Bernoulli Equation

[cartman]

I have been trying to solve this equation all week from my math textbook. Unfortunately, there is no solutions manual so I do not know what steps to take.

\(\displaystyle xy^2y'=x^3+y^2\)

This problem is in the substitution section of the textbook so I am assuming that it needs to be solved using the Bernoulli Equation method due to \(\displaystyle y\) being to a higher power.

Of course, I can reduce it to \(\displaystyle y'-\frac{1}{x}=x^2y^{-2}\) and then substitute in \(\displaystyle v=y^{3}\), which gives me

\(\displaystyle y'=3x^{2}+\frac{3v^{\frac{2}{3}}}{x}\), but \(\displaystyle v\) is still not to the first power. Any suggestions on how to solve this?

I know that the final result is supposed to work out to be \(\displaystyle y^3=3x^3(C+ln(\abs{x}))\).

Thank you

 

[galactus]

I think you have a typo. Should be:

\(\displaystyle xy^{2}\frac{dy}{dx}=x^{3}+\boxed{y^{3}}\)

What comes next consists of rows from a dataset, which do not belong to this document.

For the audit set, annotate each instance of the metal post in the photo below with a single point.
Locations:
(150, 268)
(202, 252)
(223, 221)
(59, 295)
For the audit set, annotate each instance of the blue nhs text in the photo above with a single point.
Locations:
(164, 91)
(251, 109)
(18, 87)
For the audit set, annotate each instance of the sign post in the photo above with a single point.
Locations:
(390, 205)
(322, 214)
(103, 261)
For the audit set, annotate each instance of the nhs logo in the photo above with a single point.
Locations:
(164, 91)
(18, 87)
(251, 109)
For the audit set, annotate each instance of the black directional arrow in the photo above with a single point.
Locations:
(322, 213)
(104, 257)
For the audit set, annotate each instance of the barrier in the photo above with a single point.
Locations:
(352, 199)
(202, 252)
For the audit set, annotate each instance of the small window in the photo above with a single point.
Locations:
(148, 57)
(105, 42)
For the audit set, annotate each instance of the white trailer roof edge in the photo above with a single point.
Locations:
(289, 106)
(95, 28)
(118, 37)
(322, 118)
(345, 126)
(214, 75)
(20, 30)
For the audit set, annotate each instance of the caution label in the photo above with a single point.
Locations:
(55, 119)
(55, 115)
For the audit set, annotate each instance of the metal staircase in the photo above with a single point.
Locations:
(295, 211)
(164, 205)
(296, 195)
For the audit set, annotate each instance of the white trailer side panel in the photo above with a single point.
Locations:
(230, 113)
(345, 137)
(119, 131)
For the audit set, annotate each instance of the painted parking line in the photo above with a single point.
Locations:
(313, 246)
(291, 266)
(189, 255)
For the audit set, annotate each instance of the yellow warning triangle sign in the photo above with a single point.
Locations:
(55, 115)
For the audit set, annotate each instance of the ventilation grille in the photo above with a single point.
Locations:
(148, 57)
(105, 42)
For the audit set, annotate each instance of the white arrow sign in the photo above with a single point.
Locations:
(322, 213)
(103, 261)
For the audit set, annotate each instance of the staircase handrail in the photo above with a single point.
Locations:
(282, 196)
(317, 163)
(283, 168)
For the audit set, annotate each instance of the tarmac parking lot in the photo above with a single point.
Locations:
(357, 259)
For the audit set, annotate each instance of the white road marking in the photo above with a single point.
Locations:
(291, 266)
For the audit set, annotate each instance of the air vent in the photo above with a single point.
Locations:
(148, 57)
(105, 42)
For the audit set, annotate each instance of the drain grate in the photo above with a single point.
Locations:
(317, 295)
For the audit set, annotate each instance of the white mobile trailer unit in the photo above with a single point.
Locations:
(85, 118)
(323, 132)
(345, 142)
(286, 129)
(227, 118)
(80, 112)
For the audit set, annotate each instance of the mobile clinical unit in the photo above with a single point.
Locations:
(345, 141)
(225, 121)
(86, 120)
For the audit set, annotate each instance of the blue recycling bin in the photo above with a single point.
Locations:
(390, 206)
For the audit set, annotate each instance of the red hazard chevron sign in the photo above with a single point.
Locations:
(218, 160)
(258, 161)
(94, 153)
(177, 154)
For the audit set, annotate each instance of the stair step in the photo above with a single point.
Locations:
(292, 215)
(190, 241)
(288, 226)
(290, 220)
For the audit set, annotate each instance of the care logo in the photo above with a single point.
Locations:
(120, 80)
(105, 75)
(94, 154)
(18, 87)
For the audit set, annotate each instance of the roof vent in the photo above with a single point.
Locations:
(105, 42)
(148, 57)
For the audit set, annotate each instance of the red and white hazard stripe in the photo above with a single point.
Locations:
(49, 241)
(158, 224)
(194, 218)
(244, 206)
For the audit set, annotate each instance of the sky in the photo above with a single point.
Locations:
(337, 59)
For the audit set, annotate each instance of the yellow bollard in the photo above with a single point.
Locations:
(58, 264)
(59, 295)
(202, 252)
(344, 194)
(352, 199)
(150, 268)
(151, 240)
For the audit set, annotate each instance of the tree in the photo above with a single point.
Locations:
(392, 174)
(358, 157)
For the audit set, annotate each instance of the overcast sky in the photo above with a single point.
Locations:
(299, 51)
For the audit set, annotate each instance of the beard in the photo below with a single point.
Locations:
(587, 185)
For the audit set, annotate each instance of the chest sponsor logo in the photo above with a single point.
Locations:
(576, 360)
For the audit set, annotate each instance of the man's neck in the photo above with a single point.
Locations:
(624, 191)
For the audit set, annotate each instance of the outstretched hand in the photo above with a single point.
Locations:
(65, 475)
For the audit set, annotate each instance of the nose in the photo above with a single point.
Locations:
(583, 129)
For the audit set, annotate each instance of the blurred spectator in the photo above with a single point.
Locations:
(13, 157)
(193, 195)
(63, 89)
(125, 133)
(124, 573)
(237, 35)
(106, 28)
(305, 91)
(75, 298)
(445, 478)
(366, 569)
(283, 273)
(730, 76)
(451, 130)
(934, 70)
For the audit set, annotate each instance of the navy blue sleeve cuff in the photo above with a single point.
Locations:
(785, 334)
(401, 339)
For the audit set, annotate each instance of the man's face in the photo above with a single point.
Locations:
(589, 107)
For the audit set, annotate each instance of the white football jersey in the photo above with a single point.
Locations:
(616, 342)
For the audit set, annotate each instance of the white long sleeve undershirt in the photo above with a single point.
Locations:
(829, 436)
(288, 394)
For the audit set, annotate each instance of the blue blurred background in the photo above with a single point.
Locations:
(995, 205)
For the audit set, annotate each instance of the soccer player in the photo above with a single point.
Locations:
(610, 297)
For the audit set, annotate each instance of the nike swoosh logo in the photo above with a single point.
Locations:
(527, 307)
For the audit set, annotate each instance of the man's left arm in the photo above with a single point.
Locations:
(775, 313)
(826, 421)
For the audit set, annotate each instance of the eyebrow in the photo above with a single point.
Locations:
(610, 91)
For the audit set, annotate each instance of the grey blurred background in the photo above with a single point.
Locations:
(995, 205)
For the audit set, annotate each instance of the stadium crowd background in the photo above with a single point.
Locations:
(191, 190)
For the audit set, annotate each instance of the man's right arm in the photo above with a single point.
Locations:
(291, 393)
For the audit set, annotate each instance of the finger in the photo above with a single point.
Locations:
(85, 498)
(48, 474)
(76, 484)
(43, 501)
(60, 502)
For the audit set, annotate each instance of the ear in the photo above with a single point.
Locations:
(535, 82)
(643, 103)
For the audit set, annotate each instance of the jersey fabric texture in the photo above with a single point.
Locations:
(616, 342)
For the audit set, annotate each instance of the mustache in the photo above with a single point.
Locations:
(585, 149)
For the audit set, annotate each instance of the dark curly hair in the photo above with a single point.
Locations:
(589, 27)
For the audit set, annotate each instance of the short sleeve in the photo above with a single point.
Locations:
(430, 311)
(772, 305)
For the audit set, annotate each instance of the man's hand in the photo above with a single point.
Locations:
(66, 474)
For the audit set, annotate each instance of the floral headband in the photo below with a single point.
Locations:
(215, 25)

If that is a book typo, then no wonder you struggled with it.

It's not a Bernoulli because it is not of the form \(\displaystyle \frac{dy}{dx}+P(x)y=f(x)y^{n}\)

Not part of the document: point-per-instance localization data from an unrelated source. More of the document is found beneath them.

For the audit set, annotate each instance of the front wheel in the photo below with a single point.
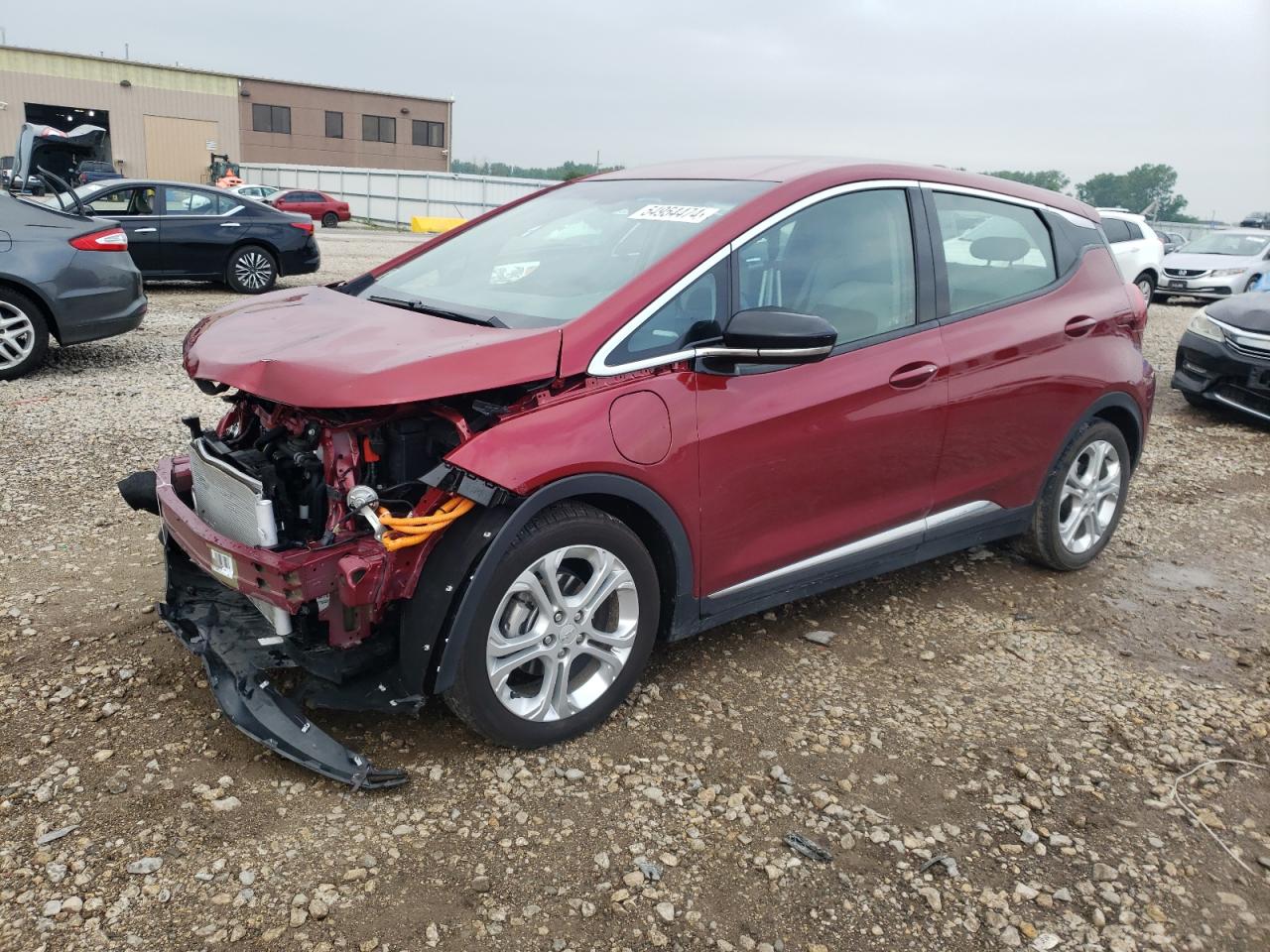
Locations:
(1146, 286)
(252, 271)
(568, 626)
(1082, 499)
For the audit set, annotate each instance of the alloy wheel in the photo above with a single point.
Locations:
(1089, 497)
(253, 271)
(17, 336)
(562, 633)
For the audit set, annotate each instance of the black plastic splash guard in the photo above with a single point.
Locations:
(221, 627)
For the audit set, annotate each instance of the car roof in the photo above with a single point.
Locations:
(822, 169)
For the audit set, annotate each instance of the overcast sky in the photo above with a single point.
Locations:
(1080, 85)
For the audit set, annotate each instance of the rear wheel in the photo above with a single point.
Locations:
(568, 626)
(252, 271)
(1080, 502)
(23, 335)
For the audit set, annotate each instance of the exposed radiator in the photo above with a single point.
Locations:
(230, 502)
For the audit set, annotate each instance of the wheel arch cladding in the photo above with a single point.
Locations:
(640, 508)
(1124, 416)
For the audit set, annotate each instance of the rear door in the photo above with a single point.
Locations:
(134, 207)
(199, 226)
(1034, 331)
(798, 463)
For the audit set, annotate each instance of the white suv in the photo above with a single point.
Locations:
(1138, 250)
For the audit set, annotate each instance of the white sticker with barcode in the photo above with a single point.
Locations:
(688, 213)
(222, 563)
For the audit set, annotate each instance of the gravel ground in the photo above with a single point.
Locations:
(1023, 729)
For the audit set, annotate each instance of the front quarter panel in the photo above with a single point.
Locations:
(570, 434)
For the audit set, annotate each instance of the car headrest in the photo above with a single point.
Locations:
(1000, 248)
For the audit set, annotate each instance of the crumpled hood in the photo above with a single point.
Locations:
(1206, 263)
(1248, 311)
(318, 348)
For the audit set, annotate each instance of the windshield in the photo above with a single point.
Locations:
(558, 255)
(1228, 243)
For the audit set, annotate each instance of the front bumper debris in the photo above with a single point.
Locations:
(226, 631)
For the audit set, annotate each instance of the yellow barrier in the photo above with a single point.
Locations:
(434, 225)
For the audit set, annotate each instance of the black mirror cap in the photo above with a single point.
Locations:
(776, 329)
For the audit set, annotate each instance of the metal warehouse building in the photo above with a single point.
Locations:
(166, 121)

Instead, make the sub \(\displaystyle y=ux, \;\ dy=udx+xdu\)

Then, it becomes:

\(\displaystyle u^{2}x^{3}(udx+xdu)-(x^{3}+u^{3}x^{3})dx=0\)

\(\displaystyle u^{2}xdu-dx=0\)

\(\displaystyle u^{2}du-\frac{dx}{x}=0\)

\(\displaystyle \int u^{2}du-\int\frac{1}{x}dx=0\)

\(\displaystyle \frac{u^{3}}{3}-ln|x|=C\)

Resub \(\displaystyle u=\frac{y}{x}\) and let \(\displaystyle C_{1}=3C\)

\(\displaystyle -3x^{3}ln|x|+y^{3}=C_{1}x^{3}\)

\(\displaystyle \boxed{y^{3}=C_{1}x^{3}+3x^{3}ln(x)}\)

 

[cartman]

Wow, you are right, I copied it from the book incorrectly. Great catch. I never would have solved it. Thank you.